It’s been more than a week since the Gathering ended and my head is still swimming and my heart is still full. There is always so much to take in when we meet each summer for conversation, worship, learning, and fellowship.
I traveled to Chicago this year with three good friends from my church—new endorsers of EP and first-time Gathering attendees. These friends—Judy, Chris, and Greg—were overwhelmed by all they encountered (in the best possible sense of that word) and we continue to talk about what we experienced, hoping that our own transformed thinking about matters of race and racism in the body of Christ might come to bear good fruit in the ecclesial context in which we find ourselves.
One of the things I like about the format of the Summer Gathering is that we always have persons (often “outsiders” to EP who become fast friends) who put “flesh and bone”—real practical import—to the ideas and insights we hear in the formal plenary/lecture sessions (which were themselves, this year, extraordinary). It was a gift to listen to the stories of New Life/Nueva Vida Mennonite Church (Norristown, PA) and Rock of Salvation Church in Chicago. Leadership at New Life/Nueva is shared equally among three pastors who minister to this congregation made up of Anglos, Hispanics, and African-Americans. Such an arrangement “is not effective,” said one of them, Brother Ertell, only half-joking. But it is a sign of the church’s commitment to the hard work of racial reconciliation in the body of Christ.
I was struck by how matter-of-fact the approach to racial reconciliation is in both of these churches: no anxious hand-wringing, no endless “task-forcing” of the issues. Instead, they conveyed, with humor and humility, a clear-eyed honesty about the challenges facing multi-ethnic congregations and a sense that this way of being/doing church is not an option but an obligation—yet one undertaken with joy and a sense of hope about what God is up to in their midst.
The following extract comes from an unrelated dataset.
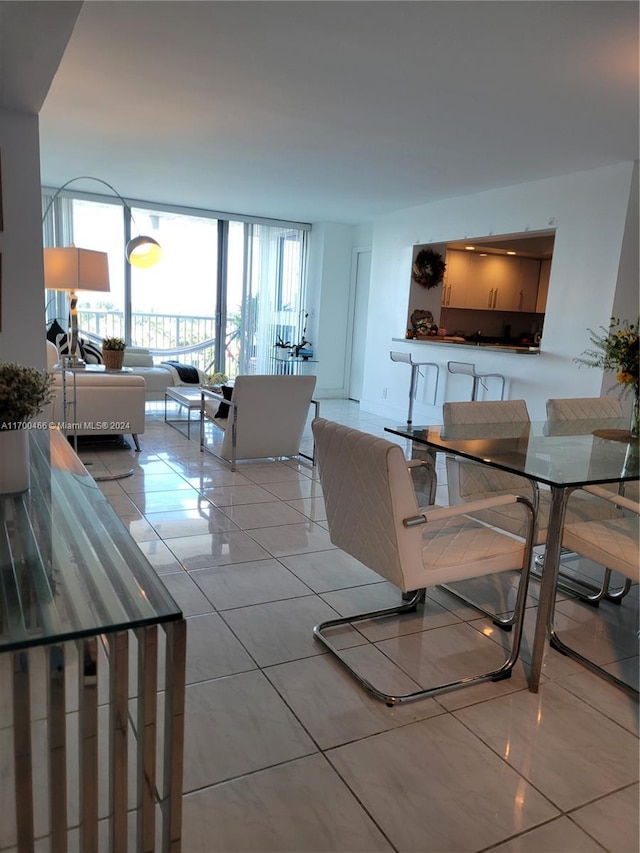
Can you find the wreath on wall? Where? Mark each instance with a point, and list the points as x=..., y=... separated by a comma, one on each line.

Three days of intense focus on a difficult topic can leave one, as I said above, more than a little overwhelmed. We can begin to think that the problem of racism in the body of Christ is an intractable one. We can slip into thinking that we can do nothing or that we have to do everything. God save us from such despair on the one hand and such arrogance on the other. May we rest in the truth (but not rest on our laurels) that the work of reconciliation has already been accomplished. It is our task and our joy to live into the fullness of that truth and to bear witness to it. I thank all of my EP sisters and brothers—old friends and new friends alike—for the gift of that reminder last week.